One of the advantages of the “tissue flossing” method is its easy combinability with other therapeutic concepts and rehabilitation aids. The therapist can skillfully link the application of flossing with therapeutic concepts such as the PNF method, DNS, or with the sports-specific training of his ward. Another advantage of this method of treatment is high efficiency, the possibility of therapy in demanding conditions, and a relatively large area of treatment that helps the therapist save time, which is needed for therapy. A big advantage is the possibility to teach the patient the use of flossbands, thanks to which there is an option of effective autotherapy without the presence of a therapist. Flossbands are easy-to-use, compact, and virtually indestructible therapy tools that a therapist or athlete can carry with them at all times.
There are a number of studies and surveys that demonstrate a positive effect of tissue flossing on active and passive range of motion, a positive effect on delayed onset muscle soreness (DOMS), and a proven positive effect on subjective improvement in freedom of movement. The effect of therapy is still not clearly demonstrated. However, many authors describe several theories that could explain the positive effects of a given treatment method. One of the most mentioned theories is the gate control theory of pain, which can be used to explain the analgesic effect of flossband application. Due to the dispersive effect of the application of flossbands, the synovial fluid liquefies and the joint blockage is subsequently removed, the intercellular fluid liquefies and consequently improved displacement of individual deep fascia layers or reactive hyperemia effect, which causes the treated site to bleed more after removal of the flossing tape.
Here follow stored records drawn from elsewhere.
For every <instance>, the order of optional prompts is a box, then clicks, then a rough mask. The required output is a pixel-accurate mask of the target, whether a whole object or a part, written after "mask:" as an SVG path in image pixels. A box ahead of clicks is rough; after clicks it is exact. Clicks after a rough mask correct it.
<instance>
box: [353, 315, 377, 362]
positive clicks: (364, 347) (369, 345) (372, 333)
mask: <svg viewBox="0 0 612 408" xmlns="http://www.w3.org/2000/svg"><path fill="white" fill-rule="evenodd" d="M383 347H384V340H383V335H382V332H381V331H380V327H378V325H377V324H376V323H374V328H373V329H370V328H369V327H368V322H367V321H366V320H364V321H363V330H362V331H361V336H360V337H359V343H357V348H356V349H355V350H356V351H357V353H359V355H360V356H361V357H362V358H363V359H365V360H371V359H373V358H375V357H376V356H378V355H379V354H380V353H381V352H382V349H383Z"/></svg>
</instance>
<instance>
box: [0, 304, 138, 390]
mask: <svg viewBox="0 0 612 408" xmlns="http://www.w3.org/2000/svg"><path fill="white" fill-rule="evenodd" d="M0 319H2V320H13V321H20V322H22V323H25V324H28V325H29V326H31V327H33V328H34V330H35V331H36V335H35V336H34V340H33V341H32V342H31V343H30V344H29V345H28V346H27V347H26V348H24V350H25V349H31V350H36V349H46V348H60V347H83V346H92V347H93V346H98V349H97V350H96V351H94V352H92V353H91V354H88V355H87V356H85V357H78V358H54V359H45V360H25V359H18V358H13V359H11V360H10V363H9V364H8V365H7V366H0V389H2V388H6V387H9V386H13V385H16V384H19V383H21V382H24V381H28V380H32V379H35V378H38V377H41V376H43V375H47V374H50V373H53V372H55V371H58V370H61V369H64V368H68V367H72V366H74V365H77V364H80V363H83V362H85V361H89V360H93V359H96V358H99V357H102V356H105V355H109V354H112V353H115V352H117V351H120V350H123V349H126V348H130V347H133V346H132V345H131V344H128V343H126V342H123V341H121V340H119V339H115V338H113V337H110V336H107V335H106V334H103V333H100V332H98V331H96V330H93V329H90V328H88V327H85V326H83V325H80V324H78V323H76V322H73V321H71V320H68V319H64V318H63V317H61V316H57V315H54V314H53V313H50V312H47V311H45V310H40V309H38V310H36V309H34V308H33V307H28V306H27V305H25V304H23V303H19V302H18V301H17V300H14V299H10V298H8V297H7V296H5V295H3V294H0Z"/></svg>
Other theories of the effect include the removal of pathological crosslinks, the “sponge effect” of soft tissues, or the promotion of afferentation from the treated site. The positive effect of tissue flossing therapy is immediately observable by the therapist within a few tens of seconds, maximum minutes.
Flossband can be used at any stage of rehabilitation. Therefore, it is applicable to most acute and chronic musculoskeletal problems. In post-traumatic conditions, the flossband can be used adequately for the given stage of healing, for example in the alarm or inflammatory phase to reduce swelling or in the proliferative phase to create an adequate impulse for soft tissue regeneration.